Remember Kim Dotcom? This German-Finnish entrepreneur made headlines in the past as the founder of Megaupload, a website where it was easy to put up illegal content for download. After some time arguing with authorities, he has now returned and loves to shine his light on recent technological developments. Guess what, he loves cryptocurrencies.
Kim Dotcom founded a political party in New Zealand, called The Internet Party. Even though The Internet Party is unregistered, it has a clear view on what should be improved in the country. Cheaper internet and more tech jobs are the core elements of what the party stands for. In order to obtain this, they plan on introducing a cryptocurrency for international transactions that would work parallel with the existing New Zealand dollar.

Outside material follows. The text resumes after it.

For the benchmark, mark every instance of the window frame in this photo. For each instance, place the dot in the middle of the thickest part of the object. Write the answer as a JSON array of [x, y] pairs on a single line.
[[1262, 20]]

The Internet Party will support the introduction of a New Zealand-sponsored digital currency that is safe, secure and encrypted, providing for instant international transactions at minimal cost. By becoming a digital currency leader, New Zealand can become a key hub for a growing financial sector.
The idea was made public on the party’s website. Immediately after, several prominent New Zealanders had something to say about this idea. While most of them thought it was a bold move, they also pointed out the risks of a project like this. Among these critics was Dr. David Tripe. Tripe works at Massey University in New Zealand since 1994 after spending 17 years in the banking world. He openly dismissed the party’s plan, stating that there was already such a digital currency in existence for the New Zealand dollar. “What tends to happen in these situations is the currencies get a little misaligned with each other and the one that is less reliable drives out the one that is more reliable,” Tripe told Stuff, a New Zealand news website.
Vikram Kumar, Chief Executive of The Internet Party, responded by saying that the new digital currency would fall under the same rules as any official New Zealand currency. “It will be subject to taxation as any currency in New Zealand is. Every transaction involving this new digital currency will be treated the same as New Zealand dollar transactions.” Kumar said.
This is not the first time a country plans on introducing their very own cryptocurrency. Just a few weeks ago Auroracoin had his ‘airdrop’, giving every person in Iceland 31.8 Auroracoins. We also saw the arrival of Hullcoin in the city of Hull, the world’s first local government cryptocurrency. A lot can be said about these local digital currency initiatives. Some might say it’s a good move, since local currencies can have a higher chance of succeeding. You only have to convince one government, and China cannot ban you (that last one was a joke; Bitcoin is NOT banned in China).
On the other hand, the idea of new cryptocurrencies does not work well with all the Bitcoin 2.0 talk floating around right now. Just yesterday, CCN posted an article about a new concept called sidechains and how it could revolutionize the virtual currency universe. One thing is certain; the coming months will be crucial for Bitcoin and the altcoins. Whether Kim Dotcom will have a place in this story, remains to be seen. My guess is he’ll have to change his strategy if he wants his ideas to be successful.